High level design thoughts
A DataGrid is a set of geographically distributed sites,
institutions, or groups with each site offering Grid Services, and
where the set of sites has some collective need to share, distribute,
and replicate large sets
of data, files, or data files (if you prefer). LDR is designed to
replicate data among the sites in a DataGrid.
The LDR installation at each site takes on any combintation of three
different roles. The roles are that of publisher,
provider, and subscriber. A LDR installation acting
as a publisher introduces into the DataGrid information
about available files and where they are located
(via URLs), as well as information about the files themselves
(so-called metadata such as the creation time or size).
A LDR installation acting as a provider makes files available for
replication to other sites. A LDR installation acting as
a subscriber replicates data from a provider to itself.
A DataGrid must have at least one LDR
installation acting as a publisher, at least one acting as a provider,
and at least one acting as a subscriber. Again, any single LDR
installation can be any combination of publisher, provider, and
subscriber.
LDR is designed to maximize the quantity of data replicated at the
expense of the reliability of any single file being transfered. Put
another way, LDR tries to replicate as much data as it can without
regard to the order in which files are replicated or the success of
any single file transfer. LDR is designed for bulk replication of
data, as opposed to replicating smaller sets of files
for just-in-time computing.
Mid level design thoughts
Replicating data within a DataGrid requires...
- ...a mechanism for keeping track of what data exists within the
DataGrid.
LDR uses
a metadata database to store information about what files exist
and information about the files such as size or creation time.
Metadata information itself is replicated from LDR instance to LDR
instance so that all sites in the DataGrid can be aware of what data
might be replicated.
- ...a mechanism for keeping track of where data is.
LDR uses
the Globus Replica Location Server (RLS) to store information about
what files are located where. Each RLS has two parts. The first is a
Local Replica Catalog (LRC) to store information about what data
exists locally. The second is a Replica Location Index (RLI) to store
information about what LRCs exists within the DataGrid and what files
each LRC knows about locally.
- ...a mechanism for determining what files need to replicated from one
location to another.
A LDR administrator defines collections of desired files by
SQL queries to be performed within the LDR metadata database.

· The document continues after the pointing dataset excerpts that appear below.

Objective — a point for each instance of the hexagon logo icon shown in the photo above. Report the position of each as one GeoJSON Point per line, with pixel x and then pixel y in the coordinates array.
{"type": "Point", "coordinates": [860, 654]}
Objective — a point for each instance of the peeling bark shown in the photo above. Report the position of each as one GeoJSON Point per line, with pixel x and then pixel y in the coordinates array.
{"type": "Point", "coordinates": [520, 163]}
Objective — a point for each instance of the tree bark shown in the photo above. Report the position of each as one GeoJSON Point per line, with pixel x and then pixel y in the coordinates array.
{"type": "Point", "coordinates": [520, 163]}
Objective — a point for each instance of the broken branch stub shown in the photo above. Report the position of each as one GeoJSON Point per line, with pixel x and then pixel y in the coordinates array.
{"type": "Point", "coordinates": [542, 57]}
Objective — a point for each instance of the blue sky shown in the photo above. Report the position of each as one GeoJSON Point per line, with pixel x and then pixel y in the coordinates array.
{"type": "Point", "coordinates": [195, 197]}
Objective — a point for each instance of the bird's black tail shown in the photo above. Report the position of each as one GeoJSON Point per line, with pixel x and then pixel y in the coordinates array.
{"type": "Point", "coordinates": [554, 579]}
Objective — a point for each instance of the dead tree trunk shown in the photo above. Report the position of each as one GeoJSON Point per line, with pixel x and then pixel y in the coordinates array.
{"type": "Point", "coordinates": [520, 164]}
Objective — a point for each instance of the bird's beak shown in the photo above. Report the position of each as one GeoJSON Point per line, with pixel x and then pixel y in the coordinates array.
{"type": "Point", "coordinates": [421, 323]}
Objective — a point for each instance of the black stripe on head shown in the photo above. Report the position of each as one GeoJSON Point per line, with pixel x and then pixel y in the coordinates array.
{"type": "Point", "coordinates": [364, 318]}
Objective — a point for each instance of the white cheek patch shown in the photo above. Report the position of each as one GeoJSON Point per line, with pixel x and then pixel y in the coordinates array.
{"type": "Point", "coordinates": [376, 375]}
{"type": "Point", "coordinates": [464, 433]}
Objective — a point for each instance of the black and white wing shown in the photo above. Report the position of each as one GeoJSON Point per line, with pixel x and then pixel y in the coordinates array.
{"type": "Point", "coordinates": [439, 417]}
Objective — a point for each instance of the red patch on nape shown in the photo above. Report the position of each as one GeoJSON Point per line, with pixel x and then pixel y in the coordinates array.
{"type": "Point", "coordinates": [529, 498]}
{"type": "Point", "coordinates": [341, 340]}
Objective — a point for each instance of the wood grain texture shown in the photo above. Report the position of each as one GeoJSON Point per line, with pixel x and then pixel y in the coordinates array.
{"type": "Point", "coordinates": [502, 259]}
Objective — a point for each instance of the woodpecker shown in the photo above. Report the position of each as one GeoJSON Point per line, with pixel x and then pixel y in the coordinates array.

- ...a mechanism for scheduling files to be replicated.
LDR uses a simple priority queue for scheduling.
The source locations are
determined by querying the local RLI to determine a LRC within the
DataGrid that knows about a file, and then directly querying the
remote LRC to determine the URL for the source.
If for some reason the state of
the queue is lost or becomes corrupt it is not a problem since LDR
regularily regenerates the queue based on need lists and the current
state of the LRCs and RLIs.
- ...a mechanism for actually replicating files.
LDR uses the GridFTP protocol for transfer of files across a WAN. LDR
attempts to transfer as many files as possible between two sites and
can simultaneously transfer data between multiple sites at the same
time. Failed transfers are not instantly retried, but rather LDR moves
on to the next transfer. Files that do not transfer successfully
simply end up being rescheduled and another attempt made later.
- ...a mechanism for storing replicated files.
LDR assumes a very general model for "storage". The details of any
particular storage system can be coded and made available to LDR via
a very simple API. A "storage" model is only required to accept a file
for ingestion and return a URL for the ingested file which is published
to the local LRC. The details of how the file is ingested or the URL
generated are not needed by LDR.
Low level design thoughts
A LDRMaster daemon is responsible for launching other necessary LDR
daemons and watching over them. The available (not all daemons are
necessary for every LDR installation)
daemons include
- LDRMetadataServer, a GSI-SOAP server that makes
metadata published at a site available to other LDR instances.
- LDRMetadataUpdate, a GSI-SOAP client that updates
a LDR instance with new metadata as it is published at a
remote LDR site.
- LDRSchedule, which schedules (queues) transfers.
- LDRTransfer, which spawns agents for each source site to
replicate or transfer files from source locations.
- LDRdataFindServer, which allows clients to query
the metadata and replica location catalogs to discover data or
files
Each daemon is independent of any other (apart from LDRMaster), and
each can be stopped and restarted without any need to coordinate.